Our Lady of the Miraculous Medal
Memorial, November 27
The feast of Our Lady of the Miraculous Medal commemorates the apparitions of the Blessed Virgin Mary to a young novice of the Daughters of Charity, Catherine Labouré, in the chapel of the motherhouse in the Rue du Bac in Paris in 1830. These apparitions, which are among the most thoroughly investigated and most widely accepted private revelations in the history of the Church, gave rise to the Miraculous Medal, which has been distributed by the hundreds of millions throughout the world and which has been the occasion of innumerable conversions and miraculous cures.
Catherine Labouré was born in 1806 in Burgundy and entered the Daughters of Charity in 1830. On the night of July 18, 1830, she was awakened by a child of light who led her to the chapel, where she spent two hours in conversation with the Blessed Virgin Mary, who spoke to her of the suffering that was about to come upon France and the world. On November 27, 1830, Mary appeared to her again and showed her the image that was to be struck on the medal: Mary standing on a globe, crushing a serpent, with rays of light streaming from her hands, surrounded by the words O Mary, conceived without sin, pray for us who have recourse to thee.
Mary then showed her the reverse of the medal, with the letter M surmounted by a cross, and beneath it the Sacred Hearts of Jesus and Mary.
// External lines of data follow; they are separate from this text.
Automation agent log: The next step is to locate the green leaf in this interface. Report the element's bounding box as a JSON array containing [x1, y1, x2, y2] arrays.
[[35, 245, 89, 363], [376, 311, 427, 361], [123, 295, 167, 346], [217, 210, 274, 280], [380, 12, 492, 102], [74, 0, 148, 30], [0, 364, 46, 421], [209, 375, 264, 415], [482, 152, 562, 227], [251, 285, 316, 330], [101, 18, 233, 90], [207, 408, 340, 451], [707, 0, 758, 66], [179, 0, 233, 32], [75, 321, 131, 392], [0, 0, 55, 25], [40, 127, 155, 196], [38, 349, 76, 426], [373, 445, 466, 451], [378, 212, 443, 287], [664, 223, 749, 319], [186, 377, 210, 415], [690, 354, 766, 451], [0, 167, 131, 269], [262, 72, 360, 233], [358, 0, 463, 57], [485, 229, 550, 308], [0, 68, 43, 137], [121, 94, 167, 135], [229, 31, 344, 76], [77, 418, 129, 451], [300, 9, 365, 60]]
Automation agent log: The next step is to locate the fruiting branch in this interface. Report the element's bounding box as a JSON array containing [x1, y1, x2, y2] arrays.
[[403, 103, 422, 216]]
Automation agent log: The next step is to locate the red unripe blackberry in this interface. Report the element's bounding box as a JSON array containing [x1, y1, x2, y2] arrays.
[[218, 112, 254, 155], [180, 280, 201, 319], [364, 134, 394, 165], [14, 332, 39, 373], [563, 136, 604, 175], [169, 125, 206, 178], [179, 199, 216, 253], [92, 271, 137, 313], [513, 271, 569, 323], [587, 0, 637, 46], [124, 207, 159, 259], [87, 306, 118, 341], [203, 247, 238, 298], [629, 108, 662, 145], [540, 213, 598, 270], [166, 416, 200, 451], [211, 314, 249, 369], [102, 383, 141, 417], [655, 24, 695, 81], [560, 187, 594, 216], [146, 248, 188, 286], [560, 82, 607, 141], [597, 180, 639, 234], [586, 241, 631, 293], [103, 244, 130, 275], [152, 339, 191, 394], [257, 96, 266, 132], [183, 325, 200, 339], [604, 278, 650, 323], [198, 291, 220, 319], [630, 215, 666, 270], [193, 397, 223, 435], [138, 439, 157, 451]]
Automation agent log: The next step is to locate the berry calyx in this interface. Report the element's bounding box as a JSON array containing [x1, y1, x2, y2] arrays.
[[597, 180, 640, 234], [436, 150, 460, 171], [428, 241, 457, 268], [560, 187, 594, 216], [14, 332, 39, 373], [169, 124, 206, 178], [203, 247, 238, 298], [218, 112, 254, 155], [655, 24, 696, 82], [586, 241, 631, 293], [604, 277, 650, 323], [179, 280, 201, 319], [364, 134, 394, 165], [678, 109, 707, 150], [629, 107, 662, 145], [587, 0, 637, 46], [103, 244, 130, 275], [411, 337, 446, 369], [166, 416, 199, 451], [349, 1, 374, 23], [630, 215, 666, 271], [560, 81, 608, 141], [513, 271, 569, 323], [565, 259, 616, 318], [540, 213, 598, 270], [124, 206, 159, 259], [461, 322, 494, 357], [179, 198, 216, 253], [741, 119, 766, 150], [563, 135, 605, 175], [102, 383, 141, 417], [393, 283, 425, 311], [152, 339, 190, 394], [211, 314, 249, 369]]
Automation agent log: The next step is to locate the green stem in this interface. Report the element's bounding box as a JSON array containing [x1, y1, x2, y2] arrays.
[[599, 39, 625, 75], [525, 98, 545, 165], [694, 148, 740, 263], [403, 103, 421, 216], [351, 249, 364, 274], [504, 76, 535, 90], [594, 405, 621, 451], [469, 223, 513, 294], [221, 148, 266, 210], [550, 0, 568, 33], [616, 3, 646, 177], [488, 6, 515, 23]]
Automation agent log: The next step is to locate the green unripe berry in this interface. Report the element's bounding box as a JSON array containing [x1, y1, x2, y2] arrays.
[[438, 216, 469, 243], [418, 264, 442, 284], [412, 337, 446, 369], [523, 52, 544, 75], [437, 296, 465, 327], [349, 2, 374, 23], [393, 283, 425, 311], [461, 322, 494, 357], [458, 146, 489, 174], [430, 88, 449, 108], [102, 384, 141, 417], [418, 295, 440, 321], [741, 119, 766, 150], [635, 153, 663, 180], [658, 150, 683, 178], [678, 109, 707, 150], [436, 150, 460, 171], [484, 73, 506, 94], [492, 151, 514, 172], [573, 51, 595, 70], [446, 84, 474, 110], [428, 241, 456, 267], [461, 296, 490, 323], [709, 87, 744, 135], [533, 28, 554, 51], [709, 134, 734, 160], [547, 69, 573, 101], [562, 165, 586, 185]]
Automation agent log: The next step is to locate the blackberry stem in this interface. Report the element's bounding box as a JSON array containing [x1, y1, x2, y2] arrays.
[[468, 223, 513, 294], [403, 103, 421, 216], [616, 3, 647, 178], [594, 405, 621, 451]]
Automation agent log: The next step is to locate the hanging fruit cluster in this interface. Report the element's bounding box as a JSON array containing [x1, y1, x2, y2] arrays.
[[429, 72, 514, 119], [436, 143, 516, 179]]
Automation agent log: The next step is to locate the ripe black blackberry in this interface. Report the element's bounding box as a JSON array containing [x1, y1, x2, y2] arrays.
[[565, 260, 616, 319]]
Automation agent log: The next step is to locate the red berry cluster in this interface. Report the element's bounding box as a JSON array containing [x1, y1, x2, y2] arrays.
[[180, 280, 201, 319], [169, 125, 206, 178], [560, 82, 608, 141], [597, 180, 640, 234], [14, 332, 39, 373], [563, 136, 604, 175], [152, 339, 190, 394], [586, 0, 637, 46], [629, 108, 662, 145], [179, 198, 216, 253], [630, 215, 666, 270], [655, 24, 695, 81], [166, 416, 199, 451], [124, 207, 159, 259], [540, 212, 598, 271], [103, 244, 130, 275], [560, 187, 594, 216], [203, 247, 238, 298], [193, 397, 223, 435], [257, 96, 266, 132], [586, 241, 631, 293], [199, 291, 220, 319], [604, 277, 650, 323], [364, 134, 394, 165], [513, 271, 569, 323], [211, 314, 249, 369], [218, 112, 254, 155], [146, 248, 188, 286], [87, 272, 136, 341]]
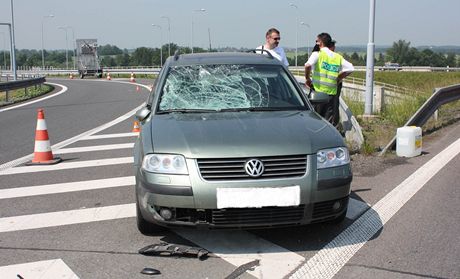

She asked that the medal be struck and distributed, promising that those who wore it with confidence would receive great graces. The medal was struck in 1832, and its distribution coincided with remarkable conversions, among the most famous being that of Alphonse Ratisbonne, a Jewish man who had a vision of Mary while wearing the medal in 1842 and was immediately converted.
Catherine kept the secret of the apparitions for forty-six years, revealing herself as the visionary only shortly before her death in 1876. She was canonised in 1947. The feast is celebrated on November 27th.